Nevertheless, American life was becoming more and more mobile, and it seemed fitting for the campaigner to get out and show himself to the populace. Even the Socialist candidate of 1908, Eugene V. Debs, mustered enough money to finance a nationwide rail tour. His train was appropriately called The Red Special. Ultimately, almost every candidate embarked on whistle-stop tours. They became a fine art. The train would pull into a depot, and while the locomotive panted up front, the prospective President would step out onto the observation platform and deliver a few remarks on the merits, beauties, and contributions to the national weal of Blankville. Working from a hasty briefing by his staff, he would refer to a few local dignitaries and monuments in a tone of affectionate familiarity. His last few words were sometimes drowned out by the hiss of steam and a hoarse toot as the train started once more. Now and then this was providential, for in the excitement of the moment, candidates have been known to bid a fond good-by to the wrong town. The whistle-stop tour was supposedly rendered obsolete after World War II, as the railroads declined from their former grandeur: but Harry Truman used the device with stunning effect in 1948. The 1960 campaign saw both candidates travel extensively, too, but this time by jet aircraft, leading to such miracles as the following: in the last week before election day, Kennedy spent Monday in Philadelphia; Tuesday in Los Angeles; Wednesday in San Francisco; Thursday in Phoenix, Albuquerque, Amarillo, Wichita Falls, and Oklahoma City; Friday in Virginia, Ohio, and Chicago; and Saturday in New York. Nixon’s itinerary was equally fantastic. Yet neither man could forgo the campaign trail, for it is now part of the mystique that the candidate must appear to be not only everything to everyone, but must manifest himself in the flesh as nearly everywhere as possible. Or at least, everywhere in the states with large electoral votes. (Nixon made a point of showing himself in all fifty; but his repeat performances took place where the voters were thickest.)

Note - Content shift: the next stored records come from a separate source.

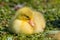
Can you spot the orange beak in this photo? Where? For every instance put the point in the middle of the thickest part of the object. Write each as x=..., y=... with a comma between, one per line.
x=31, y=23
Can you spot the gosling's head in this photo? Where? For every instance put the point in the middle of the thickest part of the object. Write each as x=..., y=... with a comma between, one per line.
x=25, y=14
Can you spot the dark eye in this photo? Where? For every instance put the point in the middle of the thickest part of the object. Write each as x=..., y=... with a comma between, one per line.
x=28, y=18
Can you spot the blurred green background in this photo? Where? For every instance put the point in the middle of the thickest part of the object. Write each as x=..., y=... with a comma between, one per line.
x=49, y=8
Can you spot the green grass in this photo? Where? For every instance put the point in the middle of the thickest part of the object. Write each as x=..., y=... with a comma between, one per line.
x=50, y=10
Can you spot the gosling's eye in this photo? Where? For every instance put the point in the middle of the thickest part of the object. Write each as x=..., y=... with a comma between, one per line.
x=27, y=17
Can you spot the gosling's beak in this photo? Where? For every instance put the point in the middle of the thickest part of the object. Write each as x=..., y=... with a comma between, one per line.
x=31, y=23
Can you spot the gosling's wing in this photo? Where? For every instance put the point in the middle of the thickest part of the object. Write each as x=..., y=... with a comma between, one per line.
x=39, y=22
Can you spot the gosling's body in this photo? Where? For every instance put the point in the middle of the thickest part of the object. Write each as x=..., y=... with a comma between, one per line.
x=20, y=22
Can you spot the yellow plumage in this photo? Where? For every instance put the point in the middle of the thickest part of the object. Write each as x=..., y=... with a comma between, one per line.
x=27, y=21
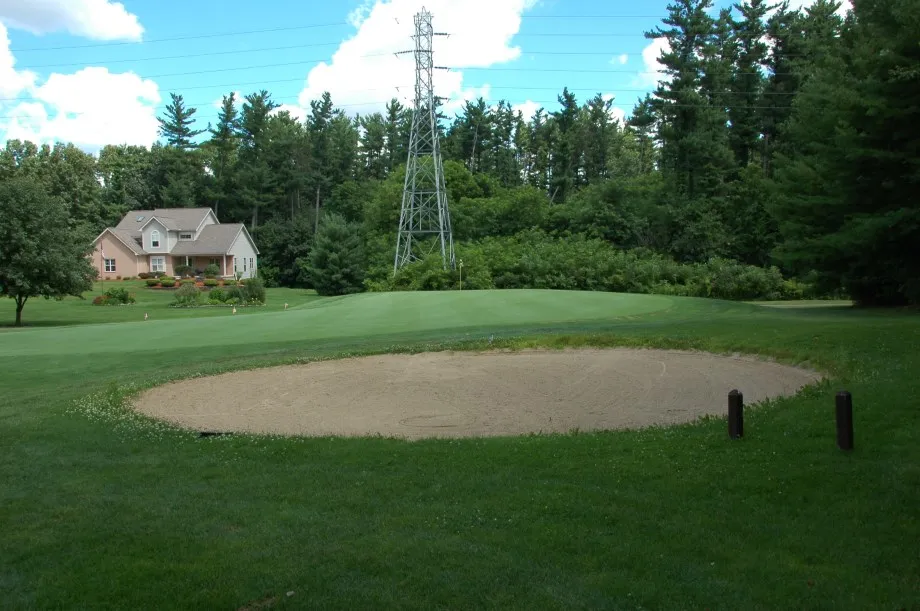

Presumably the coming of television may work new changes in the pattern of the campaign, but it is too early to tell. The Nixon-Kennedy debates of 1960 are generally assumed to have had considerable impact in publicizing Kennedy nationally. It is also possible that Nixon suffered a psychological setback by appearing haggard and defensive in the first encounter. (He had recently been ill, and was badly made up.) But until such debates are repeated it will be difficult to know whether the picture tube is going to have an effect on campaigning comparable to that of the locomotive when it reached its peak use in the whistle-stop tours.

In the end, what does it all amount to? When the tumult and the shouting die, and both candidates have identified themselves with every ethnic group and every occupation, every private virtue and every public aspiration, and half the nation’s public men have denounced the other half as deluded visionaries or corrupt tools of privilege—when all is over, the vote is divided almost evenly between the two parties. The Electoral College system masks the fact that few winning candidates get much more than fifty per cent of the ballots—or a little less, if third-party candidates take a portion of the total. Even Franklin D. Roosevelt, in winning the landslide election of 1936, got only something like fifty-eight per cent of the popular vote. The pattern of most elections reveals surprisingly close divisions. In 1880, fewer than 8,000 popular votes out of some 9 million cast separated Garfield, the winner, from Hancock, the loser. Eighty years later, Kennedy had 112,881 votes more than Nixon, out of a total of nearly 69 million. The difference was approximately one tenth of one per cent. These two are the narrowest gaps, but rarely are they very much wider. The winnertake-all system of the electoral vote by states distorts the reality of a near-perfect balance between major parties. But once that balance is understood, it is much easier to explain why political life settles back so quickly to normal, or why even the greatest “mandate” for an incoming President ordinarily permits him to undertake only gradual changes, and those circumspectly. There are no truly crushing victories or unbearable defeats, and consequently, no unchecked arrogance among the winners or hopeless bitterness among the losers. The nation remains in equilibrium.